For Scorsese, who has had a history of not only using great rock and roll music in his films, but turning it up and letting it lead the action, he not only sets the tone for the series with the frantic first episode, but when he drops in classic songs that may inspire a character, he drops it in with a full performance of someone depicting the original artist.

“When I talk about the way I experience listening to music, all kind of music and particularly when I was very young, when rock ‘n roll hit, when I was 13 years old, was that the music becomes part of your life,” Scorsese says. “As they always say, ‘It’s in your blood,’ et cetera What that means is that you hear it all the time, and you see life around you played to that music in a sense.

“So I wanted to create something like that in the pilot and in the show, too, where it’s not a conventional narrative,” he says. “That music becomes part of the narrative, but the whole narrative is like a piece of music.
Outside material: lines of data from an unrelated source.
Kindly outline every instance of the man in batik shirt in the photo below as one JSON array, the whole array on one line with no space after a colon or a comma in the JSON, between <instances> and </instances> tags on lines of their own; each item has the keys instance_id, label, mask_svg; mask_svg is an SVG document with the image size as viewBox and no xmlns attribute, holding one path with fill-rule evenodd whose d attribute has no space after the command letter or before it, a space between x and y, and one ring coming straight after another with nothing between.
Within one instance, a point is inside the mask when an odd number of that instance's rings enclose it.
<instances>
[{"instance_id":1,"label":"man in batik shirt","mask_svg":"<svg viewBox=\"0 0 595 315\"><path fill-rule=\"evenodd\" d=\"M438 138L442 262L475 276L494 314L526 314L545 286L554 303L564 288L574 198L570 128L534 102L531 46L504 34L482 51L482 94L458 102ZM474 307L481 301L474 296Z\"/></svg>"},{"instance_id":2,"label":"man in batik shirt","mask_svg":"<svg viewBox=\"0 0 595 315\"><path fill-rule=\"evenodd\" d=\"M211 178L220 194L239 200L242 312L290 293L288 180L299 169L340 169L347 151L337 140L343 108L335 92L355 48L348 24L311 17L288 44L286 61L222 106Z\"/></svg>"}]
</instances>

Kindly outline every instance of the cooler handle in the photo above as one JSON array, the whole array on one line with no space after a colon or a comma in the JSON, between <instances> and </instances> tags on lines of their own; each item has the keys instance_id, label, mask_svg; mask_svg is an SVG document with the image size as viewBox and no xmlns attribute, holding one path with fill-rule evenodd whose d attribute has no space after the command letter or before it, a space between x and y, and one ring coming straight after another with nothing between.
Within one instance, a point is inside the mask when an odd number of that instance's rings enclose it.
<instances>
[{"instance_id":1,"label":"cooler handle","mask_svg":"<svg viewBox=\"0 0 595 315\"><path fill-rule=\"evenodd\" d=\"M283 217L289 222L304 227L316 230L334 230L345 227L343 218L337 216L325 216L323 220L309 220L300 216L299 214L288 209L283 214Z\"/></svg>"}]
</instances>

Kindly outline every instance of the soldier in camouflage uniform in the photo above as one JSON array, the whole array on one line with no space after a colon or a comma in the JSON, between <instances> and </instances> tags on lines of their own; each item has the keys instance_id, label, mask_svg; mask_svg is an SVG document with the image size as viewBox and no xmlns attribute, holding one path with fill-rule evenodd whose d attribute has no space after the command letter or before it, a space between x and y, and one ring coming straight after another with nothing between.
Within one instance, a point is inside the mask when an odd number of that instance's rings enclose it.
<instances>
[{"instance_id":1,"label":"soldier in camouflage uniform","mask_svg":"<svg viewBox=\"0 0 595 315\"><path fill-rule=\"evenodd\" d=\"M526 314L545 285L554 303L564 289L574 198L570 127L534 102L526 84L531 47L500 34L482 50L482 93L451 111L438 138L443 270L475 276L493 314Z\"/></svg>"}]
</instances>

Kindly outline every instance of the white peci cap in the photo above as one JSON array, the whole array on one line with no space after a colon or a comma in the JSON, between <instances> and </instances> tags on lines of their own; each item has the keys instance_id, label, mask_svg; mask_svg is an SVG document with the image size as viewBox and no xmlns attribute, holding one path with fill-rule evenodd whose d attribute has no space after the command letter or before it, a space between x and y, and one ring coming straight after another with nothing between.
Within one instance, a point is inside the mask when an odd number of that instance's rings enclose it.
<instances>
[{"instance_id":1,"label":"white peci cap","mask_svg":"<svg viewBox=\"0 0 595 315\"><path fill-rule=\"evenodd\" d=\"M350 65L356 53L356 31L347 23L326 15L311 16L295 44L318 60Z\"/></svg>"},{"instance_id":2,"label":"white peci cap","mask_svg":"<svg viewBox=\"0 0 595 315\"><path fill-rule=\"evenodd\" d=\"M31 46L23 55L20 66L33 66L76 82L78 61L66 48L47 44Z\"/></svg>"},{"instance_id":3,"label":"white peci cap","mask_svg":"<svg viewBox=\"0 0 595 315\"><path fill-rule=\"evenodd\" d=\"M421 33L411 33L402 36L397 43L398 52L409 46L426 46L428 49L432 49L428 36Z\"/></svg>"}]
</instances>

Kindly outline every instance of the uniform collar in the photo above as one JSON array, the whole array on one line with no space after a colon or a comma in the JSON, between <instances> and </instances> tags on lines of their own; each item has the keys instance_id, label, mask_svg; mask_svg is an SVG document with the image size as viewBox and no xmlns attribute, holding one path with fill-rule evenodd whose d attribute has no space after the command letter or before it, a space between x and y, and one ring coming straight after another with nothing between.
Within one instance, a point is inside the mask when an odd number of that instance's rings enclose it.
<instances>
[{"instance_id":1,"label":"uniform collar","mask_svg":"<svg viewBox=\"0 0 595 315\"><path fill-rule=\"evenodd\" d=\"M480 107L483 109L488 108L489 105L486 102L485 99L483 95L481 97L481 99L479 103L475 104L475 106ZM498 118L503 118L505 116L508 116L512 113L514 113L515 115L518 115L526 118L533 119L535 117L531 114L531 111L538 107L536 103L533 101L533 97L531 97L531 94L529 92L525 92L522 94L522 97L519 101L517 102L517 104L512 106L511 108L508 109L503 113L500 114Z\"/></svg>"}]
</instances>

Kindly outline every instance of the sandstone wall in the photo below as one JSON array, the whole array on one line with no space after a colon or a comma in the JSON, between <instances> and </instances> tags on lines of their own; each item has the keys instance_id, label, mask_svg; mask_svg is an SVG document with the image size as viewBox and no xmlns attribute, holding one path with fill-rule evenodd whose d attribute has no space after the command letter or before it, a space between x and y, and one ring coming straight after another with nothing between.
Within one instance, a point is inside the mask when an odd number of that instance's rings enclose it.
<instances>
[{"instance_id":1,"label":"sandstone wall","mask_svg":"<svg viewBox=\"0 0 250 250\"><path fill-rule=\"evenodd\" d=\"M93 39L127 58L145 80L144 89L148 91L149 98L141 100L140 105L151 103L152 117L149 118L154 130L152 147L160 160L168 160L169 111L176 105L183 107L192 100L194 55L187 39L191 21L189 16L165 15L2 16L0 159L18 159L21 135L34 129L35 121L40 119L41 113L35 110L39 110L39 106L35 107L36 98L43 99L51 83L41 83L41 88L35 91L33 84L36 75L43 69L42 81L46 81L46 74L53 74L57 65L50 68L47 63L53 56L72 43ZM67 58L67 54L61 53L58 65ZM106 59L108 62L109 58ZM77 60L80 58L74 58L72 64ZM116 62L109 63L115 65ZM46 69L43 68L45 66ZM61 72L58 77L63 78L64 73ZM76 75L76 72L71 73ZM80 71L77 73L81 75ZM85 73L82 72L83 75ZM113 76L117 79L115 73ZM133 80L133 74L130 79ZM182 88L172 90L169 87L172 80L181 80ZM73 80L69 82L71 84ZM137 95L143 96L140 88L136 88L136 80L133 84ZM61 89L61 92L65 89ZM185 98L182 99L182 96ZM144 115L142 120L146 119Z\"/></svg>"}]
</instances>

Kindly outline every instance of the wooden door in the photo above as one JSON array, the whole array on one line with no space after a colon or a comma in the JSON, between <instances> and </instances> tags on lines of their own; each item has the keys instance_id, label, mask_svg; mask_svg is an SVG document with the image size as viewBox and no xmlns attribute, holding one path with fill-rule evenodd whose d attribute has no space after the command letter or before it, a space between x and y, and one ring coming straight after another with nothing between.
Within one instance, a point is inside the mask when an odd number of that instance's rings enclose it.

That was the idea, so that you hear it’s almost like you are hearing Richie’s soundtrack. You are hearing what he hears in his head whether he wants to hear it or not.

“Sometimes he may go off and think about when he saw somebody perform. I don’t even want to be that literal. It should be like a piece of music and should be cinematic in that respect where maybe you see the performance like a Ruth Brown or Bo Diddley, but you get a it isn’t really seeing them. It’s being immersed, sort of, in the spirit of their music and of themselves or Otis Redding. And that was the idea for me.”

Jagger, who hired Scorsese direct the 2008 Stones concert movie, “Shine a Light,” says he long admired his work.

“Marty is like a great connoisseur of music for a start,” Jagger says. “I think he’s one of the first people that really used rock ‘n roll in movies, like, wall to wall. Before Marty, people used music occasionally, like rock music and other kinds of music, popular music, but not really like he did, and he more or less invented this kind of the use of music that we are now very used to and that we are totally at home with.

“And, of course, I always admire Marty’s movies from the ’70s onwards,” Jagger goes on. “And we worked together before, so we have a kind of shorthand, and so we’ve chatted about this project over the years on and off and met about it and everything. So I don’t think we find it very difficult to communicate about it even though it appears that we come from different worlds.”

For Scorsese, the admiration is mutual.

“For me, the music that they created, Mick and his group, you have to understand I come to it as a filmmaker and as the audience for him. I’m his audience, and that music, when I heard it when I first heard it all the way through to the ’70s and ’80s and into now, it’s stuff that is basically the inspiration for a lot of the visual the visualizations that I have of scenes throughout my films, particularly in ‘Mean Streets’ or even in ‘Raging Bull’ and all the way up to ‘The Wolf of Wall Street.’

“It’s constant. It’s very much a part of my life. It was a natural for us at some point to try to do something together,” Scorsese says. “All of this became something that was very natural and a constant inspiration, designing shots, designing scenes, along with other music, of course. But this was the basis. This is the one I always went back to. This is the one that I always played. This is the one that I always lived with that I could hear. And, also, the angle that we are looking at life, really, is very tough edged, and that’s how I associated myself with it.”

For the actors involved, particularly Cannavale, it was all he could do to keep up with it.

“It’s an intense role,” he says. “I was exhausted every single day… every single day for six months, it was exhausting, and it was intense. And I also thought I’ve never had a role that was this that was this, you know that was this complex and this well rounded. And so I just poured everything I had into it, and when it was over, I felt like it was the end of a really long fever dream or something.”